Kuwait’s press has long been recognized as the most liberal in the Persian Gulf. Kuwaiti newspapers, all of which are privately owned, are known for outspoken and critical coverage of the government and its policies. Nonetheless, the country’s press laws prohibit “subjecting the person of the emir to criticism” and empower authorities to suspend newspapers and jail journalists for “tarnishing public morals,” “disparaging God [and] the prophets,” “violating the national interest,” or “creating divisions among people.”
In early January, the Cabinet approved the draft of a new press statute, which contains strict measures opposed by journalists, including a cap on the number of newspapers that can be licensed every year and increased government authority to close publications. Parliament had not considered the law by year’s end.
In early 2002, the Interior Ministry prosecuted Muhammad al-Melaify, a contributor to the local daily Al-Watan and an employee at the Kuwaiti Ministry of Religious Endowments (which oversees the country’s religious land) because he claimed during an Al-Jazeera satellite channel talk show that the Kuwaiti government had a passive stance toward the United States’ detention of Kuwaiti nationals in Afghanistan and Guantánamo Bay, Cuba. The ministry alleged that al-Melaify’s comments “aimed to create strife among the people and threatened Kuwaiti national interests.” Al-Watan later said it would no longer publish al-Melaify’s work. In a separate case, he was prosecuted in November after appearing on Al-Jazeera and praising an armed attack on U.S. Marines in Kuwait that killed one in October.
In November, one month after information ministers of the Gulf Cooperation Council, a regional organization that promotes security and economic cooperation, had threatened to boycott Al-Jazeera for “insulting and slandering” their countries, Kuwaiti authorities closed the channel’s Kuwait bureau because the station was “biased” against the country. The bureau remained closed at year’s end.
In June, an appellate court upheld the murder conviction of Kuwaiti police officer Khaled al-Azmi, who was found guilty in February of killing Hidaya Sultan al-Salem, the owner and editor of the weekly magazine Al-Majales. Al-Salem was shot in March 2001 on her way to work in the capital, Kuwait City, in what her lawyers and the government said was retribution for an Al-Majales article that had allegedly insulted the women of al-Azmi’s tribe. However, two Kuwaiti journalists say that al-Azmi may have killed al-Salem because of a personal dispute. Al-Azmi appealed the case to Kuwait’s highest court, which had not heard the case by year’s end.

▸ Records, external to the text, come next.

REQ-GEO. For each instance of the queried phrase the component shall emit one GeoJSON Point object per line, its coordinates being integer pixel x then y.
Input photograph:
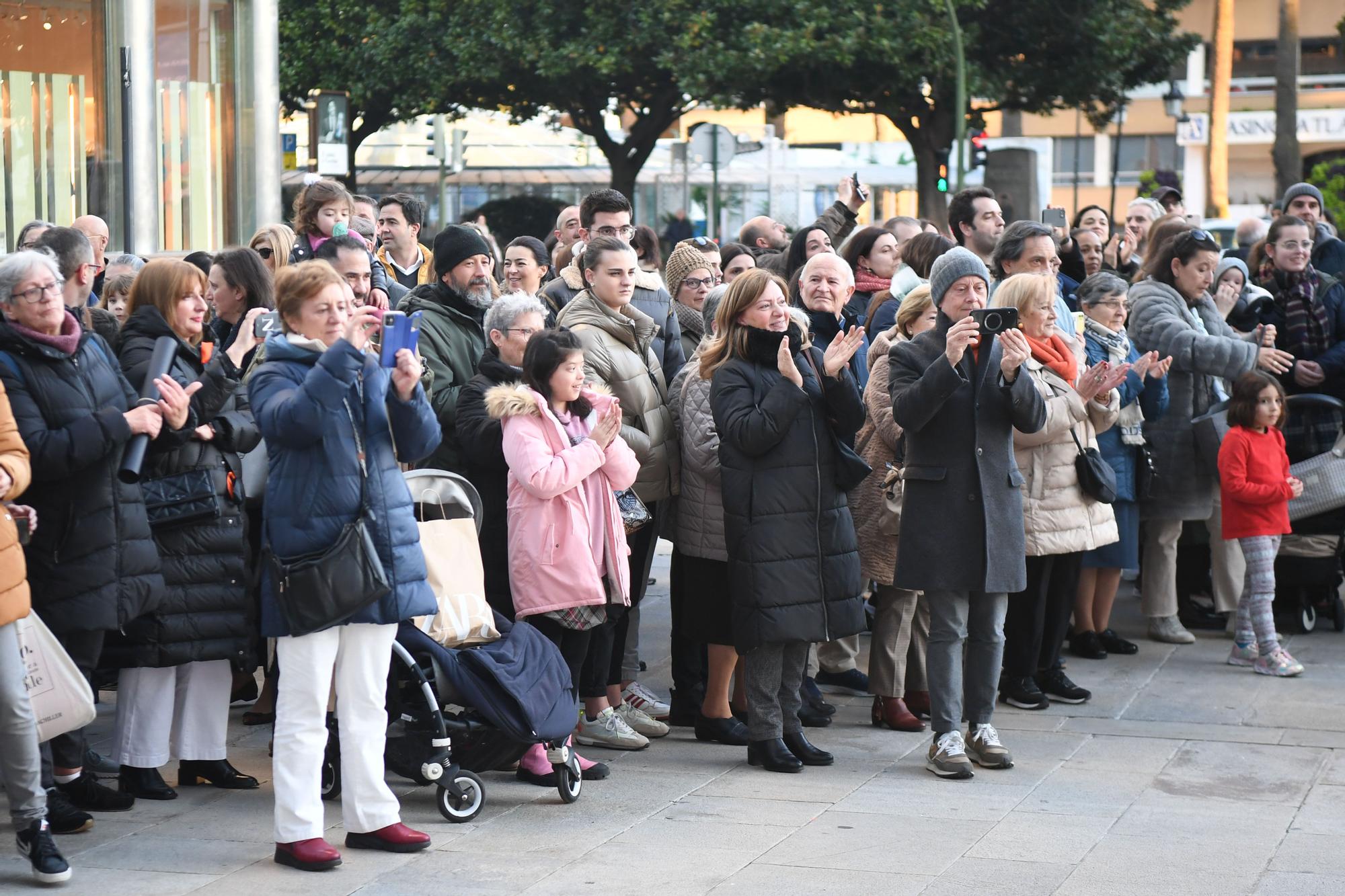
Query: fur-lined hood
{"type": "Point", "coordinates": [574, 278]}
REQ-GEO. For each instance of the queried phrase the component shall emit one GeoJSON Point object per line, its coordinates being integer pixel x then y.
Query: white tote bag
{"type": "Point", "coordinates": [61, 696]}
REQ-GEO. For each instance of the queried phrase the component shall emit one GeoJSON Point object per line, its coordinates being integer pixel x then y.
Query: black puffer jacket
{"type": "Point", "coordinates": [92, 563]}
{"type": "Point", "coordinates": [794, 561]}
{"type": "Point", "coordinates": [484, 458]}
{"type": "Point", "coordinates": [206, 611]}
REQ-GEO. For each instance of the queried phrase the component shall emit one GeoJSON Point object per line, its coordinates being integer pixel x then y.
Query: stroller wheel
{"type": "Point", "coordinates": [467, 802]}
{"type": "Point", "coordinates": [570, 779]}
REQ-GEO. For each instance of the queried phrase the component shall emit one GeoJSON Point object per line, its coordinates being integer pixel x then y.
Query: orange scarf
{"type": "Point", "coordinates": [1055, 354]}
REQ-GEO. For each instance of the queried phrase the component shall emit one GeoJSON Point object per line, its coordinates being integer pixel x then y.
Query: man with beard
{"type": "Point", "coordinates": [451, 334]}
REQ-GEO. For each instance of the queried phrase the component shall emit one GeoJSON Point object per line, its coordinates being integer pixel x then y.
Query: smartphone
{"type": "Point", "coordinates": [400, 331]}
{"type": "Point", "coordinates": [996, 321]}
{"type": "Point", "coordinates": [267, 325]}
{"type": "Point", "coordinates": [860, 192]}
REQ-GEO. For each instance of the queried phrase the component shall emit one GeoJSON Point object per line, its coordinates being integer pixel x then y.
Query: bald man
{"type": "Point", "coordinates": [770, 241]}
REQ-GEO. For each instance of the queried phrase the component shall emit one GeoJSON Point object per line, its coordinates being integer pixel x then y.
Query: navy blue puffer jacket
{"type": "Point", "coordinates": [313, 489]}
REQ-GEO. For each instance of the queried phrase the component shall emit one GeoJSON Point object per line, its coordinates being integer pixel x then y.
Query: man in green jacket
{"type": "Point", "coordinates": [451, 335]}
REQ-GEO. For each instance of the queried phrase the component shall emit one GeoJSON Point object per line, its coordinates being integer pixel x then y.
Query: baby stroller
{"type": "Point", "coordinates": [455, 713]}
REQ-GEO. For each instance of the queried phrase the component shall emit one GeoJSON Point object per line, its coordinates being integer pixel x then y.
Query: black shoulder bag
{"type": "Point", "coordinates": [326, 588]}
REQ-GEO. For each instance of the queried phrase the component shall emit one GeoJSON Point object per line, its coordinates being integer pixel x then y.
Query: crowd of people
{"type": "Point", "coordinates": [961, 440]}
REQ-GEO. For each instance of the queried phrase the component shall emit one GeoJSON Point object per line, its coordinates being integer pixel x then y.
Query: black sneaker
{"type": "Point", "coordinates": [1023, 693]}
{"type": "Point", "coordinates": [1061, 689]}
{"type": "Point", "coordinates": [87, 792]}
{"type": "Point", "coordinates": [64, 817]}
{"type": "Point", "coordinates": [36, 845]}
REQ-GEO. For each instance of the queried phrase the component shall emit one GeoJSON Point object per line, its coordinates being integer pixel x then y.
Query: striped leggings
{"type": "Point", "coordinates": [1256, 614]}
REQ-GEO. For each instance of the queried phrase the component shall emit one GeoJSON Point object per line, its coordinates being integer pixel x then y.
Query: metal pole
{"type": "Point", "coordinates": [961, 120]}
{"type": "Point", "coordinates": [128, 175]}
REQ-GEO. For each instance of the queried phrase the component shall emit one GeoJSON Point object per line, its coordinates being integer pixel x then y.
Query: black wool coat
{"type": "Point", "coordinates": [794, 560]}
{"type": "Point", "coordinates": [206, 611]}
{"type": "Point", "coordinates": [962, 512]}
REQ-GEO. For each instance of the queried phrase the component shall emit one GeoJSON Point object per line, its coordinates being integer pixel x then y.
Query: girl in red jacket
{"type": "Point", "coordinates": [1257, 489]}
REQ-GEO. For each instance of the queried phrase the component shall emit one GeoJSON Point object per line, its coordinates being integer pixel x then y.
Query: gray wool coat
{"type": "Point", "coordinates": [962, 512]}
{"type": "Point", "coordinates": [1159, 322]}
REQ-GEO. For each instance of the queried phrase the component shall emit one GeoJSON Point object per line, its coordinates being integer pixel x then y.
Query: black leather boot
{"type": "Point", "coordinates": [806, 752]}
{"type": "Point", "coordinates": [773, 755]}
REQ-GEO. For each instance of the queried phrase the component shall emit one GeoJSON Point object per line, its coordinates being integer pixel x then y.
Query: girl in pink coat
{"type": "Point", "coordinates": [567, 542]}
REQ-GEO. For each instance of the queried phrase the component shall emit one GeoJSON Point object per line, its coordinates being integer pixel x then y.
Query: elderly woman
{"type": "Point", "coordinates": [900, 622]}
{"type": "Point", "coordinates": [93, 565]}
{"type": "Point", "coordinates": [1172, 313]}
{"type": "Point", "coordinates": [337, 425]}
{"type": "Point", "coordinates": [1144, 396]}
{"type": "Point", "coordinates": [1061, 518]}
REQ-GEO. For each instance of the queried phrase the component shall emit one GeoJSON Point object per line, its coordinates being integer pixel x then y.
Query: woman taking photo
{"type": "Point", "coordinates": [1144, 396]}
{"type": "Point", "coordinates": [1061, 518]}
{"type": "Point", "coordinates": [794, 564]}
{"type": "Point", "coordinates": [900, 622]}
{"type": "Point", "coordinates": [1172, 313]}
{"type": "Point", "coordinates": [173, 696]}
{"type": "Point", "coordinates": [617, 338]}
{"type": "Point", "coordinates": [337, 424]}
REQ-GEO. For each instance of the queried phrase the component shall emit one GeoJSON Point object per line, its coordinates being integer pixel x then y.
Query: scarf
{"type": "Point", "coordinates": [1117, 345]}
{"type": "Point", "coordinates": [1056, 356]}
{"type": "Point", "coordinates": [67, 342]}
{"type": "Point", "coordinates": [871, 283]}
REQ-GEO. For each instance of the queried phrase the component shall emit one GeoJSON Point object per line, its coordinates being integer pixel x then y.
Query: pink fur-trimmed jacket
{"type": "Point", "coordinates": [549, 516]}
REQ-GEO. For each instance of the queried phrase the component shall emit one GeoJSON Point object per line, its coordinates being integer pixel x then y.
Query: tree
{"type": "Point", "coordinates": [896, 58]}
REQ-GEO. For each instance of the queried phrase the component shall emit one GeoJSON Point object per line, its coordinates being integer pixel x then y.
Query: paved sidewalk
{"type": "Point", "coordinates": [1183, 775]}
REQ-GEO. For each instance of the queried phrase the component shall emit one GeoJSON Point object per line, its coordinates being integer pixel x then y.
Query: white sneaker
{"type": "Point", "coordinates": [638, 720]}
{"type": "Point", "coordinates": [646, 701]}
{"type": "Point", "coordinates": [609, 729]}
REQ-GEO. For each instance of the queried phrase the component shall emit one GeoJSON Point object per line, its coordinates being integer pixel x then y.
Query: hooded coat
{"type": "Point", "coordinates": [206, 611]}
{"type": "Point", "coordinates": [92, 563]}
{"type": "Point", "coordinates": [301, 399]}
{"type": "Point", "coordinates": [794, 564]}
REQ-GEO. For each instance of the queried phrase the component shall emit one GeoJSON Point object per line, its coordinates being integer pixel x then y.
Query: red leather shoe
{"type": "Point", "coordinates": [309, 854]}
{"type": "Point", "coordinates": [894, 713]}
{"type": "Point", "coordinates": [395, 838]}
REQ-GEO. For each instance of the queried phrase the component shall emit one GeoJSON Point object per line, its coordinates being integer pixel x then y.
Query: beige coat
{"type": "Point", "coordinates": [618, 356]}
{"type": "Point", "coordinates": [878, 444]}
{"type": "Point", "coordinates": [1059, 518]}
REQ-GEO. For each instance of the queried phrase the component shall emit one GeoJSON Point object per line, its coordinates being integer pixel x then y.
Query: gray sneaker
{"type": "Point", "coordinates": [985, 748]}
{"type": "Point", "coordinates": [1169, 630]}
{"type": "Point", "coordinates": [949, 756]}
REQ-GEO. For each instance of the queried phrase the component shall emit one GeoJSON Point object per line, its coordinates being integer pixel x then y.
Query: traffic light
{"type": "Point", "coordinates": [978, 150]}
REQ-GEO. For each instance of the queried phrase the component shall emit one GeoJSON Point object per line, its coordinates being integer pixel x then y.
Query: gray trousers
{"type": "Point", "coordinates": [957, 693]}
{"type": "Point", "coordinates": [774, 677]}
{"type": "Point", "coordinates": [21, 763]}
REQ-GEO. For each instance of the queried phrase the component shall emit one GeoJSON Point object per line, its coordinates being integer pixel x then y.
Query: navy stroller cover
{"type": "Point", "coordinates": [520, 682]}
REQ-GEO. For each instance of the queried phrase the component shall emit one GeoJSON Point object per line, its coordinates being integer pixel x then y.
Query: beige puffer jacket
{"type": "Point", "coordinates": [1059, 518]}
{"type": "Point", "coordinates": [618, 356]}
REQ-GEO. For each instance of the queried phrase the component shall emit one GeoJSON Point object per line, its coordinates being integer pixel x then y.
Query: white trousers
{"type": "Point", "coordinates": [174, 712]}
{"type": "Point", "coordinates": [360, 655]}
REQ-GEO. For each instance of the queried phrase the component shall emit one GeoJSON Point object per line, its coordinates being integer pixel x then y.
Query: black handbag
{"type": "Point", "coordinates": [1097, 478]}
{"type": "Point", "coordinates": [326, 588]}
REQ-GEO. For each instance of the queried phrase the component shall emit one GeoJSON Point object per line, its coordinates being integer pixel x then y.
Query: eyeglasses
{"type": "Point", "coordinates": [36, 294]}
{"type": "Point", "coordinates": [1295, 245]}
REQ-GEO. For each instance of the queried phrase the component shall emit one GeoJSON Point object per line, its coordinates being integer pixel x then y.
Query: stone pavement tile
{"type": "Point", "coordinates": [895, 844]}
{"type": "Point", "coordinates": [1042, 837]}
{"type": "Point", "coordinates": [1323, 811]}
{"type": "Point", "coordinates": [1242, 771]}
{"type": "Point", "coordinates": [781, 879]}
{"type": "Point", "coordinates": [992, 877]}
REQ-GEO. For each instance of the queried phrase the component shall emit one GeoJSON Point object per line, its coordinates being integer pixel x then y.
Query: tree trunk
{"type": "Point", "coordinates": [1217, 186]}
{"type": "Point", "coordinates": [1289, 161]}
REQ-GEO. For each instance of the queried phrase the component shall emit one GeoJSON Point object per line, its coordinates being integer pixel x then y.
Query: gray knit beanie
{"type": "Point", "coordinates": [1303, 190]}
{"type": "Point", "coordinates": [950, 268]}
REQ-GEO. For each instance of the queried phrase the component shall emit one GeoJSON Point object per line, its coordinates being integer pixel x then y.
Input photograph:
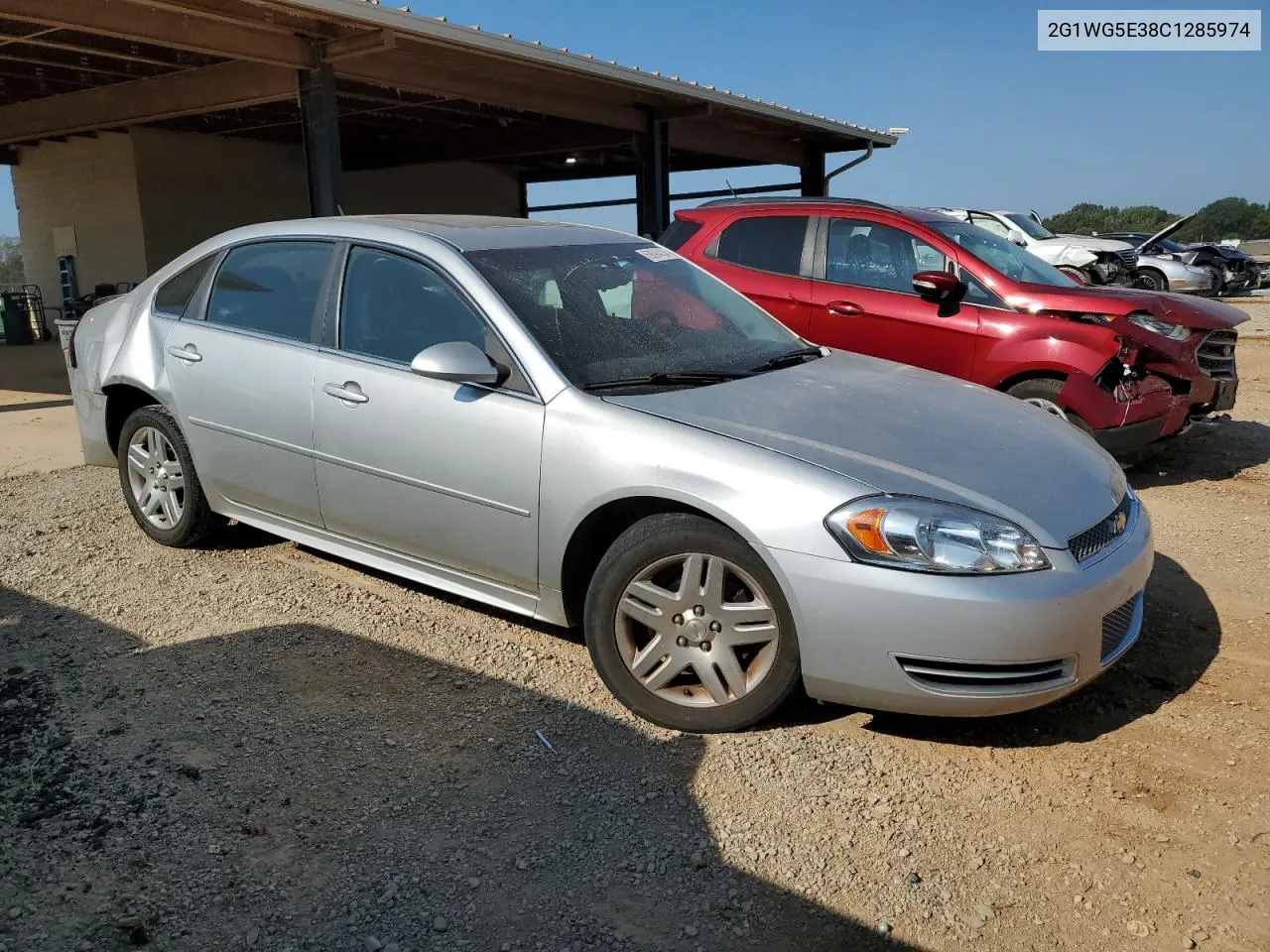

Ibtisam Berto Sulaiman al-Dakhil and Fawwaz Muhammad al-Awadi Bessisso, both of whom were jailed in June 1991 and later sentenced to life in prison because they worked for Al-Nida’–the collaborationist newspaper published under the Iraqi occupation of Kuwait–were pardoned in 2002. But because Bessisso is not a citizen of any country, no nation is willing to accept him as a refugee, according to his brother, who lives in the United States. Al-Dakhil, a naturalized Kuwaiti citizen from Iraq, lost her citizenship as a result of her conviction and is also awaiting deportation. Both are currently being held in Kuwaiti jails while they try to find countries of residence. Since 1996, some 15 Al-Nida’ journalists have been released, many by royal decree, and all have been deported.